Bayesian modeling of reproducibility and robustness of RNA reverse transcription and quantitative real-time polymerase chain reaction.

Gene expression measurements with quantitative real-time polymerase chain reaction (PCR) have a major hindrance of not directly measuring RNA and, thus, needing a reverse transcription (RT) step to first produce complementary DNA (cDNA). However, few studies have assessed the robustness of the RT step, and almost none has compared the factual performance of RT and real-time PCR enzymes. Here, we examined the variability of RT and PCR reactions and compared enzyme reproducibility by reverse transcribing identical RNA with eight RT enzymes and then amplifying the cDNA produced by one of them with six real-time PCR enzymes.
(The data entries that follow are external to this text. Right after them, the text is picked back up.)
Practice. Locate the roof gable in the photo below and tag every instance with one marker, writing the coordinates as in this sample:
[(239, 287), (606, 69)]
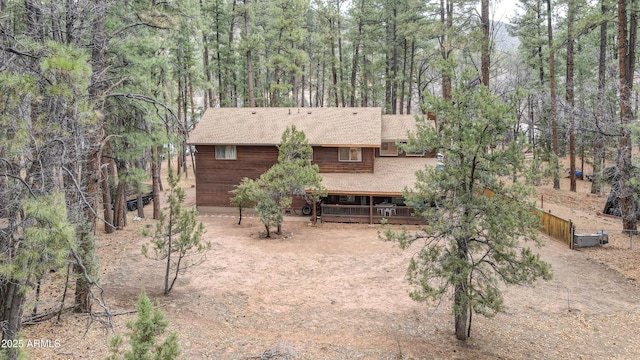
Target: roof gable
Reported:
[(264, 126), (395, 127)]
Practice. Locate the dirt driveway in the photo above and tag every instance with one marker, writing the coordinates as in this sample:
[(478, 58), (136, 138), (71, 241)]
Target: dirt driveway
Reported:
[(337, 292)]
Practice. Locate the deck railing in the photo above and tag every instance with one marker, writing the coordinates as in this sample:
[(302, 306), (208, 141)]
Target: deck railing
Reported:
[(368, 214)]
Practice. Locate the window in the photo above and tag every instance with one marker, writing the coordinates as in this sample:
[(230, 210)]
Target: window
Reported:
[(412, 152), (388, 149), (350, 154), (225, 152)]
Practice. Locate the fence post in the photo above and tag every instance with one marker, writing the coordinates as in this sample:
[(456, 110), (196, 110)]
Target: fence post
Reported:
[(572, 232)]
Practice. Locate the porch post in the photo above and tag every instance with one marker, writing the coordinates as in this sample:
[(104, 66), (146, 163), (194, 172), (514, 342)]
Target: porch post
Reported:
[(370, 209)]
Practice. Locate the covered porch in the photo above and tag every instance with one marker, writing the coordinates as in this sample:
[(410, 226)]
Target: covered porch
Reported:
[(368, 214), (370, 197)]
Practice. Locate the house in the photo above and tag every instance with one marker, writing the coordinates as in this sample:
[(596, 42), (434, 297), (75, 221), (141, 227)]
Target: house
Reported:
[(355, 149)]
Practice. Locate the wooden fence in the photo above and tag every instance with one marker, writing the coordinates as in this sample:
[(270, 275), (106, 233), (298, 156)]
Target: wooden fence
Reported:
[(556, 228)]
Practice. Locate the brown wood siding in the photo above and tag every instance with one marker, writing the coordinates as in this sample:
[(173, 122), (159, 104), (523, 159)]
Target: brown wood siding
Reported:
[(214, 178), (402, 154), (327, 160)]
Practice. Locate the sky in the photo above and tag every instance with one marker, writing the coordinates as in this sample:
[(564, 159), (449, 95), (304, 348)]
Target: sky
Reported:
[(504, 9)]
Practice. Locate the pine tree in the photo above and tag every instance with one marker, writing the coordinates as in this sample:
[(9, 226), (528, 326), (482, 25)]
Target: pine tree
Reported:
[(145, 331), (471, 240), (178, 236), (292, 175)]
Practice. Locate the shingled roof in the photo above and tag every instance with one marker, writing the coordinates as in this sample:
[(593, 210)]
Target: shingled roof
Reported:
[(395, 127), (264, 126)]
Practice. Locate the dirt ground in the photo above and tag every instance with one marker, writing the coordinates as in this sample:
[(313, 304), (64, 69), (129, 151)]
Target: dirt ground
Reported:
[(336, 291)]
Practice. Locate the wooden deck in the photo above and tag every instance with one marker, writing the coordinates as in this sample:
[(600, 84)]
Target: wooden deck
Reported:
[(365, 214)]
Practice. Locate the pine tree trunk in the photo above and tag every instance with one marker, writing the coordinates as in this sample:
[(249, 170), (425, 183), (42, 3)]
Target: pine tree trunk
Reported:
[(12, 305), (626, 58), (461, 312), (552, 86), (570, 97), (120, 204), (247, 29), (155, 181), (598, 143), (106, 200), (485, 61), (411, 66)]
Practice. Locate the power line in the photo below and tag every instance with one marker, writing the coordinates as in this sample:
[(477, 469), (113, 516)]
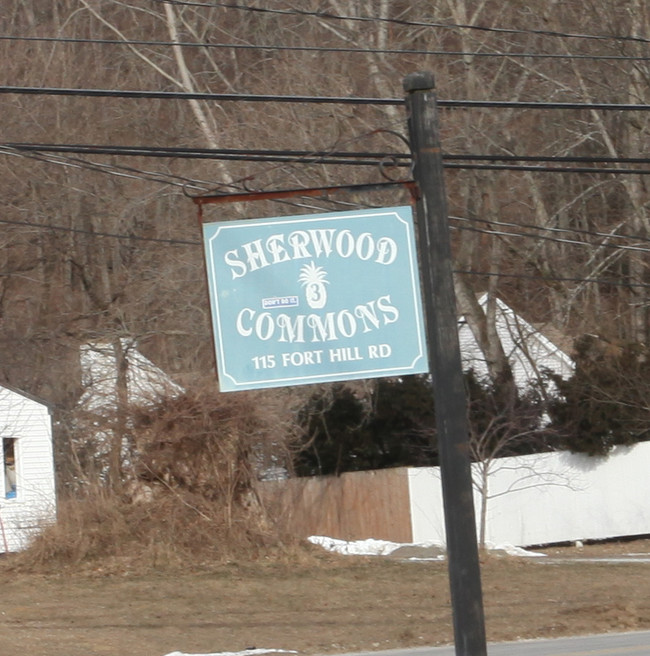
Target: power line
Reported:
[(322, 49), (337, 100), (111, 235), (554, 229), (405, 22), (338, 157), (522, 276), (557, 240), (186, 242)]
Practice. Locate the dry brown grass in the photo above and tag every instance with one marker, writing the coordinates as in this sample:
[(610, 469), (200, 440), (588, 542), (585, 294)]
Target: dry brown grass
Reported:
[(176, 529)]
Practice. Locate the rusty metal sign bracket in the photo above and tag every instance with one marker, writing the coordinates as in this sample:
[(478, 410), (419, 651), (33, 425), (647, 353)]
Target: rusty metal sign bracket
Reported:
[(322, 192)]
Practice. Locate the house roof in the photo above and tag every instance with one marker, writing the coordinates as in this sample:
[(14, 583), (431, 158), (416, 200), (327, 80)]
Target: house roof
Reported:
[(145, 382), (528, 350)]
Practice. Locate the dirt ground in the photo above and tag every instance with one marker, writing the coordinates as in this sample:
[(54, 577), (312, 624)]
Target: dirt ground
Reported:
[(329, 604)]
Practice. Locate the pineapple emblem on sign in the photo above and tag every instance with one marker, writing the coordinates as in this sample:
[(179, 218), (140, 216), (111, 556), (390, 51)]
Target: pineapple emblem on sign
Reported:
[(314, 278)]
The same four reference genes were measured in both experiments, and the data were analyzed with Bayesian multilevel models. Reproducibility and the efficiency of the RT enzymes, excluding one, varied moderately, but RT was always less precise than PCR; four PCR enzymes performed in an excellent manner. The transcription efficiencies of two of the measured reference genes (Actb and Sdha) lacked covariance with the general RT efficiency and showed poor reproducibility. In conclusion, most variation in quantitative real-time RT-PCR (RT-qPCR) emanates from the RT phase, and gene-related factors seem to be the primary determinants of this variation, discouraging the use of control genes in RT-qPCR normalization without prior information of their RT robustness.